Toronto Stock Exchange's S&P/TSX composite index .GSPTSE closed down 8.22 points, or 0.06 percent, at 14,687.46. It lost 0.4 percent over the week in low-volume trade as a recent pullback lost momentum and investors looked ahead.
"It's Friday. We're just taking a little bit of a breather," said Kevin Headland, senior investment strategist at Manulife Investments.
"The last couple of days, and today, are a breather post-Fed minutes, post the end of U.S. earnings season, perhaps adjusting, looking forward to Canadian earnings," he added.
Canada's biggest banks report third-quarter earnings starting with Bank of Montreal (BMO.TO) next Tuesday followed by Royal Bank of Canada (RY.TO), Toronto-Dominion Bank (TD.TO) and Canadian Imperial Bank of Commerce (CM.TO) later in the week. Bank of Nova-Scotia (BNS.TO) follows the week after.

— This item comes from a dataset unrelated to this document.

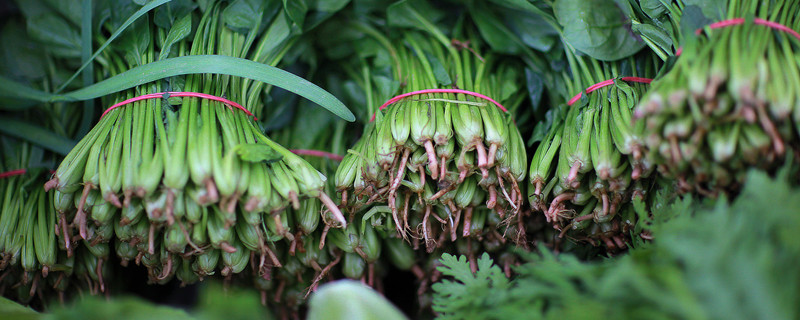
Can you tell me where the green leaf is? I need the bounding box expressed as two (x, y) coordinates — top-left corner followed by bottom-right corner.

The heavyweight banking sector rose 0.5 percent, while energy stocks fell 0.4 percent as U.S. crude CLc1 posted its biggest weekly gain since March in a rally analysts cautioned was not justified by fundamentals.
Gold XAU= fell more than 1 percent, hurting the TSX's hefty gold mining component.
The most influential weights on the index included Barrick Gold Corp (ABX.TO), which fell 1.5 percent to C$26.48.
The materials group, which includes precious and base metals miners and fertilizer companies, also fell 1.5 percent.
Diversified miner Teck Resources Ltd TCKb.TO declined 3.7 percent to C$20.32. Silver Wheaton Corp SLW.TO fell 3.8 percent to C$37.61 and First Majestic Silver Corp (FR.TO) slumped 6.9 percent to C$19.42.
Spot silver XAG= fell 2.4 percent to $19.241 an ounce.
Bullion and other precious metals are sensitive to higher interest rates which lift the opportunity cost of holding non-yielding assets, while boosting the U.S. dollar in which they are priced.
"I think all markets, both Canada, U.S., and even globally have one eye at least on the Federal Reserve trying to ascertain some kind of information about what they're going to be doing," Headland said.
Markets anticipate more direction at next week's annual meeting of central bankers from around the world in Jackson Hole, Wyoming, a venue the Fed often uses to telegraph policy plans.
"I think September is most likely on hold, but any indication that December is perhaps more than a 50:50 chance of a rate hike ... there's going to be a lot of attention paid," Headland added.